The consequences that flow from the conservative movement’s relentless pursuit of grievance and anger should be of at least some concern to elected officials and those who aspire to public office one day. As Kenney can attest, those consequences can even include losing your own job. This is the inherent flaw in this popular political strategy: if you succeed by making people angry, there’s always someone who will be willing to make them even angrier.

It’s not hard to figure out how this all ends.

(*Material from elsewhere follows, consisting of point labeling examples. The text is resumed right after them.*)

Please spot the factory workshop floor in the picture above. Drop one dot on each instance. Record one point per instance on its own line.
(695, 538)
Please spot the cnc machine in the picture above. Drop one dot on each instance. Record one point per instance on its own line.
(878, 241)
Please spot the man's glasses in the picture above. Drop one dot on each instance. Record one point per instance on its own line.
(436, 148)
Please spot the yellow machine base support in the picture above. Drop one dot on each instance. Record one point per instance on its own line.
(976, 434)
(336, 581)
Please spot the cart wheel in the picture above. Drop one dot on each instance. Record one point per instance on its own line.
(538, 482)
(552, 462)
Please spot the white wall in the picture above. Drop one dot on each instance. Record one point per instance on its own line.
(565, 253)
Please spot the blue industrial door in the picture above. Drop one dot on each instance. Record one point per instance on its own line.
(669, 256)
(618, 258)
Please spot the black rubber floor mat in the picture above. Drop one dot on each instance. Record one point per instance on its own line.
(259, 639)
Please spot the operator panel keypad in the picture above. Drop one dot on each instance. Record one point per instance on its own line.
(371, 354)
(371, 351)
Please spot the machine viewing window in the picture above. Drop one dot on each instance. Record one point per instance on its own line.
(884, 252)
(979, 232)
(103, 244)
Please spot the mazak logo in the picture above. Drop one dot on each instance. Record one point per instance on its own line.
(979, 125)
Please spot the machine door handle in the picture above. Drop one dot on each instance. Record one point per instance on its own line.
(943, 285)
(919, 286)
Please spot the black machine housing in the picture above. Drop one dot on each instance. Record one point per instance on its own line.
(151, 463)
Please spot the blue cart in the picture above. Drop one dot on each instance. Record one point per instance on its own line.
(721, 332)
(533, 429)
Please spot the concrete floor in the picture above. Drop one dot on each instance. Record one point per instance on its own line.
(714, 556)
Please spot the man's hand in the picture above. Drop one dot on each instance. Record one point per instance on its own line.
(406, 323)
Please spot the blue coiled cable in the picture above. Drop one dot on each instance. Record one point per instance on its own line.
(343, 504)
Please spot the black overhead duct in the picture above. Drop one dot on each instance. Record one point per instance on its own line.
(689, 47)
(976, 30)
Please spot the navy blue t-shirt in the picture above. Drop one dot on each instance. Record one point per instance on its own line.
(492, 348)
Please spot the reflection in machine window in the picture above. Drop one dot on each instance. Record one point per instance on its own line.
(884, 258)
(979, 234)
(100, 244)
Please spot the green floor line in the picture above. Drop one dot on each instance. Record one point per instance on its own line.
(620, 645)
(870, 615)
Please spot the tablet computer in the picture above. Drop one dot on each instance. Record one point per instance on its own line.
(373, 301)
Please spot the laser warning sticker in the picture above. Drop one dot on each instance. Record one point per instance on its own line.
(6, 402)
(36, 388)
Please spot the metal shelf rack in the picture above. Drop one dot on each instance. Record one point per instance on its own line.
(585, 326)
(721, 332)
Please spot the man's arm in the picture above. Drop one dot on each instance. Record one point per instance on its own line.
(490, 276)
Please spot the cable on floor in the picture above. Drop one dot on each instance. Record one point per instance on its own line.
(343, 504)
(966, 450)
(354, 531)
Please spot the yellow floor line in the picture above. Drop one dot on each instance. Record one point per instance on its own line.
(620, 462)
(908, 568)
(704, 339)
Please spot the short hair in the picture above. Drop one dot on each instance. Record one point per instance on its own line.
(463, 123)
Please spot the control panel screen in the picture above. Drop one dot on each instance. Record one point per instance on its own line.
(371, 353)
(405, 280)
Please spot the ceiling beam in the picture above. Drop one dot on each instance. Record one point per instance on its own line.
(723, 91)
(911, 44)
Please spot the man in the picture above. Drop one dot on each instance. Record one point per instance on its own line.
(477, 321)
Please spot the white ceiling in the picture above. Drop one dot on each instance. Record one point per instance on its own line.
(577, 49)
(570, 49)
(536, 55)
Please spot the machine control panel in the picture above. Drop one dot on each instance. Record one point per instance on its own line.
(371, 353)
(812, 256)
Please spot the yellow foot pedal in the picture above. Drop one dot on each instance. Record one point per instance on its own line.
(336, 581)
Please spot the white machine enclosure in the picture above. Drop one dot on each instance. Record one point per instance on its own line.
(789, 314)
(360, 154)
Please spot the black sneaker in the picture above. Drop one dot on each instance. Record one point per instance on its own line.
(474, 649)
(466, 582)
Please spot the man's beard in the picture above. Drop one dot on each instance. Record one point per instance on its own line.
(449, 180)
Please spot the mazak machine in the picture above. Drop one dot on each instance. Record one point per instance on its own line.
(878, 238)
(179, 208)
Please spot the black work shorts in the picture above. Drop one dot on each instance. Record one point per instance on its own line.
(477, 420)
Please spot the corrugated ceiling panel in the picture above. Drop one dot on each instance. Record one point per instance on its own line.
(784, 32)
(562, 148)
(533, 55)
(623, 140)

The last two-plus years have been difficult for many Canadians, and some have been particularly frustrated by the public health measures that were needed to minimize the damage done by the pandemic. When you combine that with inflammatory political rhetoric and the amplifying effect of social media silos, it creates a dangerous and volatile mixture — one that can be set off by the smallest provocation. It seems like it’s only a matter of time before a politician or public figure gets hurt, or possibly even killed, as a result. Just ask Gabby Giffords or the family of British MP Jo Cox.

What’s harder to figure out is whether the spiritual (and, in a few weeks, official) leaders of Canada’s conservative movement are willing to do anything to stop this from happening — or if they even know how to at this point. Stepping up and speaking out clearly against this sort of violence, and the misinformation that fuels it, would surely come at a cost. But as we saw in Grande Prairie, the cost of not acting is growing by the day.